Tuesday, September 6, 2011

The Value of Evaluation

To step back and evaluate is an act of humility. Whether personal, family, or business, there are things that seemed so right when we were planning and implementing years ago. After many activities and observations, we have to do some aligning and correcting. Evaluation is a painful process. It is more comfortable to just keep doing what we are doing.
If we do not evaluate, we face the following dangers:


A. The danger of recurring patterns of wrong systems and behavior.

Patterns are hard to break specially if coming from a strong precedence of habit and sets of responses.

Evaluate on the faithfulness to our vision, mission, values, and goals. Disrupt and align through new leadership or having willingness to adapt to new systems.

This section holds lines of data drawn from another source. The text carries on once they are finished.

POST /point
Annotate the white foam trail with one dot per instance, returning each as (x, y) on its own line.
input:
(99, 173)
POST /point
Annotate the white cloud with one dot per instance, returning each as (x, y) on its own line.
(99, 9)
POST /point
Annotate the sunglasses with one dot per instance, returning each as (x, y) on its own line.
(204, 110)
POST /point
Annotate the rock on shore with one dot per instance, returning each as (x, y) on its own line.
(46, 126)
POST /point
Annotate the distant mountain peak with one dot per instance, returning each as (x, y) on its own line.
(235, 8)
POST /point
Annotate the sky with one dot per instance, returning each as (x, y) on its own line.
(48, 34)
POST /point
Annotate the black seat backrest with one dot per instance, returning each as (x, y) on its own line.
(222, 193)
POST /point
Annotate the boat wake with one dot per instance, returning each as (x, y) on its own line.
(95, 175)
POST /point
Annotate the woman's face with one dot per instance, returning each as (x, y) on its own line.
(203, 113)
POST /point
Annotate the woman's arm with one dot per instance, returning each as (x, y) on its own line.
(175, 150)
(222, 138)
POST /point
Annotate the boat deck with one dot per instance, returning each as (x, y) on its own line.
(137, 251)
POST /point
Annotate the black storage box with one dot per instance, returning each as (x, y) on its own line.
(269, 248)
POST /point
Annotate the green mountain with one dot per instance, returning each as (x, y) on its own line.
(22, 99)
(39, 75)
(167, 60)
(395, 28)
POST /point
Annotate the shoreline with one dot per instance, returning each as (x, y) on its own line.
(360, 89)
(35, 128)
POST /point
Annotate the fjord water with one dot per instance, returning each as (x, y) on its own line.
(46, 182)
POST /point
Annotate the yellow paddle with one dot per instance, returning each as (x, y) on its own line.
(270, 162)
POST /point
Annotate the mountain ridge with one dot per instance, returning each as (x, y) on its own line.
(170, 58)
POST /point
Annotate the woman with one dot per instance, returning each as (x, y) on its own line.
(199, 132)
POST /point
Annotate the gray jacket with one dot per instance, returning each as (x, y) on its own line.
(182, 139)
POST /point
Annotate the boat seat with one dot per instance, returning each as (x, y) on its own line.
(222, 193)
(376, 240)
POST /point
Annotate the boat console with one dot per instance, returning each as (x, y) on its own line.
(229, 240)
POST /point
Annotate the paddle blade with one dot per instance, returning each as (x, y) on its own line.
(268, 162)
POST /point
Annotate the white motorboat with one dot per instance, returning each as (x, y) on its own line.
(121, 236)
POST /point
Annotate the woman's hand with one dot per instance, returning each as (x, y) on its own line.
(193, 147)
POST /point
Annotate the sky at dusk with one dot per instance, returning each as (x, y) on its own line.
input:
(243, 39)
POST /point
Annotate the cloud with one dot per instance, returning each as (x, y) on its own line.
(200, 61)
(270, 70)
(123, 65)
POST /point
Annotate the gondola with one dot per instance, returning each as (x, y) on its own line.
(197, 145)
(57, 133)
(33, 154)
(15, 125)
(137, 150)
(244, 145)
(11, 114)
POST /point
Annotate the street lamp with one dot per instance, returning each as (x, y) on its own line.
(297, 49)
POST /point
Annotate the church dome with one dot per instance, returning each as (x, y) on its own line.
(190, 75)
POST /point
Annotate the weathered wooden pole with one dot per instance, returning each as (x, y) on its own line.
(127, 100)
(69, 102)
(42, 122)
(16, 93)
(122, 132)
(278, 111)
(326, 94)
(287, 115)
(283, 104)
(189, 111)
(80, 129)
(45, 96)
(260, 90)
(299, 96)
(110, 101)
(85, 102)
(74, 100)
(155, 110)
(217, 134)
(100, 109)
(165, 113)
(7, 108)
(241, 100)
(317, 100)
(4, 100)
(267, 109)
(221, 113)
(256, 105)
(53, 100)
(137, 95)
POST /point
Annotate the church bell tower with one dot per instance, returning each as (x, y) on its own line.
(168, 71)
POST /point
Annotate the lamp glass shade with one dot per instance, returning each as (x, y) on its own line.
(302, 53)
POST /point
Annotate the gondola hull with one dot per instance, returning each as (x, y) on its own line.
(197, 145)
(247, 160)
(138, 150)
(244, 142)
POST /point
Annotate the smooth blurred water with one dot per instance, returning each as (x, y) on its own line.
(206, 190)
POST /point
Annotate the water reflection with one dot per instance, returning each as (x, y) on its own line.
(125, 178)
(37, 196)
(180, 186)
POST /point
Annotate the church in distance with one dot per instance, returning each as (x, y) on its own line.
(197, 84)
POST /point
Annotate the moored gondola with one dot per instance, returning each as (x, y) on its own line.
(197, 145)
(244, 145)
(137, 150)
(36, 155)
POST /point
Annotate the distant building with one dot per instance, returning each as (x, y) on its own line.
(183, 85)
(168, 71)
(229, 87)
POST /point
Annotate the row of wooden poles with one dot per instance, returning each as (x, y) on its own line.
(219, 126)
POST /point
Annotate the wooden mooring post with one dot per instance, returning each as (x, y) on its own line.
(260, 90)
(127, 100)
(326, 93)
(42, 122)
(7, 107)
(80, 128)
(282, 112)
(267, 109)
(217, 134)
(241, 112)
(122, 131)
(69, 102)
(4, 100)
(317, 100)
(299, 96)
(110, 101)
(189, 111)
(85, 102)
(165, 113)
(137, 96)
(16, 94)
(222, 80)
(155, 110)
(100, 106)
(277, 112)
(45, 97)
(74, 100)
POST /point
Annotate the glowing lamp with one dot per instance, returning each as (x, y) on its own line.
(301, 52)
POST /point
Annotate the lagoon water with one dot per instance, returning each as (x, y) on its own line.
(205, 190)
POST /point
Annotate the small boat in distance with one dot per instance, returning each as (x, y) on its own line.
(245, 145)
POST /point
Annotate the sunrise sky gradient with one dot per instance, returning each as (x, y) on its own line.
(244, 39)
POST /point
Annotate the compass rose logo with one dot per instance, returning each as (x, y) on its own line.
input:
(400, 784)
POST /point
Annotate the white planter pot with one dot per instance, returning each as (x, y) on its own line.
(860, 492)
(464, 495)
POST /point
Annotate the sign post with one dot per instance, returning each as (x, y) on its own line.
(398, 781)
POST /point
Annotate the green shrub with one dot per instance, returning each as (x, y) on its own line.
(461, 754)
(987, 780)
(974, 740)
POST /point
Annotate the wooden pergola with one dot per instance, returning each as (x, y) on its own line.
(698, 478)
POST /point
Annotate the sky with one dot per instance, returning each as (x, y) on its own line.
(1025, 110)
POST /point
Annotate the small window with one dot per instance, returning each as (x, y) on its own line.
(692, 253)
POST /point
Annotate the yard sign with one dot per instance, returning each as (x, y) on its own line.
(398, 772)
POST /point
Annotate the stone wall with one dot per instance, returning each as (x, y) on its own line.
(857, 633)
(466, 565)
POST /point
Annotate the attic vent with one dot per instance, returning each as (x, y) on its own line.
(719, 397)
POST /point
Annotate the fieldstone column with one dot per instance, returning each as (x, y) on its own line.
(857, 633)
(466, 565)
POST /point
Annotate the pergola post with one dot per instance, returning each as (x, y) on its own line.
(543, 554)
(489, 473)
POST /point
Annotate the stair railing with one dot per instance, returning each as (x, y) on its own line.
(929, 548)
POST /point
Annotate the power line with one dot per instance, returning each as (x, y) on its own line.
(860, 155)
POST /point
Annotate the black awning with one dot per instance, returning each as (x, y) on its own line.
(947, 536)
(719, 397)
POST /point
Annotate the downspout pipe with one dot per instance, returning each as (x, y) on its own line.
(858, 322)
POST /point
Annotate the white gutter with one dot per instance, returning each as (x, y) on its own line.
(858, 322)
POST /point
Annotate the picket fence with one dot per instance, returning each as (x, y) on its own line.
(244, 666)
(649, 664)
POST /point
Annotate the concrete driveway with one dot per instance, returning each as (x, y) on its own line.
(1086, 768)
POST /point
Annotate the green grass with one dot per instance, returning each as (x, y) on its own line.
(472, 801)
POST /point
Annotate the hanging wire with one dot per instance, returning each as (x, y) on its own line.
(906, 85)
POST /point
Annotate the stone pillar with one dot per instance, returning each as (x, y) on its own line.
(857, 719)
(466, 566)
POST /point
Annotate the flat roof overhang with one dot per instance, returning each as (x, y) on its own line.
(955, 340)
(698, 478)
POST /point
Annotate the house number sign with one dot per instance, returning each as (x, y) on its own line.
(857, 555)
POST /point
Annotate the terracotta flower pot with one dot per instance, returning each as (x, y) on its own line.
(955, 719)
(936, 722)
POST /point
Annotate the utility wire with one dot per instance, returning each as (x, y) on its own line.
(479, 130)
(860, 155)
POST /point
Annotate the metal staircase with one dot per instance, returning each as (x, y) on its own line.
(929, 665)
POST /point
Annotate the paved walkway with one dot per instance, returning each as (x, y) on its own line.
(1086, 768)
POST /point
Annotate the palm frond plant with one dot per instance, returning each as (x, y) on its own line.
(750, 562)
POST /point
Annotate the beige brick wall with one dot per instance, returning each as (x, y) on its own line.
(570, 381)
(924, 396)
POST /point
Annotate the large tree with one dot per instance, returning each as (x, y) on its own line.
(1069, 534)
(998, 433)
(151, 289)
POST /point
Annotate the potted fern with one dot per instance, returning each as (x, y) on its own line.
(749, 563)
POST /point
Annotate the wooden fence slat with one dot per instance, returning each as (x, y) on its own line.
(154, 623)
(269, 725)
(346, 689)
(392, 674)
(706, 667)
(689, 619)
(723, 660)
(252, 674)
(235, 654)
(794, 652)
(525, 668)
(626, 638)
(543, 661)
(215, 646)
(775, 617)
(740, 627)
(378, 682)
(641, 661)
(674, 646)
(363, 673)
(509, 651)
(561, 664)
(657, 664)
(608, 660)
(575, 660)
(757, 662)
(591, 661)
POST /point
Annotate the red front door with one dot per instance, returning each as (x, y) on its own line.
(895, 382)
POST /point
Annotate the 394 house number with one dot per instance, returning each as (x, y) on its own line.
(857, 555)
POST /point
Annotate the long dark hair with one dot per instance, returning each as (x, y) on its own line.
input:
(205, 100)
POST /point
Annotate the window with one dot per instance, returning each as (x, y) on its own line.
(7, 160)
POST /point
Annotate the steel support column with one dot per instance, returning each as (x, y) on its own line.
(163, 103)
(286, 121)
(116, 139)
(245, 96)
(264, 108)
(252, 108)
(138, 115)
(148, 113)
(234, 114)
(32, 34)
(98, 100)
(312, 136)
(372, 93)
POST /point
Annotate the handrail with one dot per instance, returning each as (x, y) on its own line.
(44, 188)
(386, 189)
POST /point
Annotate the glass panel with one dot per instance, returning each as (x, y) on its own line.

B. The danger of a decline in effectiveness and performance.

We can do things efficiently but towards the wrong goals and direction. We end up getting tired, like running a marathon without the idea where the finish line is.

Evaluate on efficiently doing the right things which result in increased effectiveness.


C. The danger of doing a series of half-baked programs.

To go on to the next activity without realizing the learnings from the previous one will leave a trace of unrefined templates. We will be producing half-baked programs.

Evaluate on re-implementing the activity with the revisions and enhancements. Re-evaluate again and re-implement until the optimum result is achieved.

Evaluate basically means "to fix the value or worth." To revisit the value of what we do is important. We cannot be good evaluators if we are on a defensive stance. We must be open and think of the higher objectives. The key is to be humble, so more value will be added to what we do.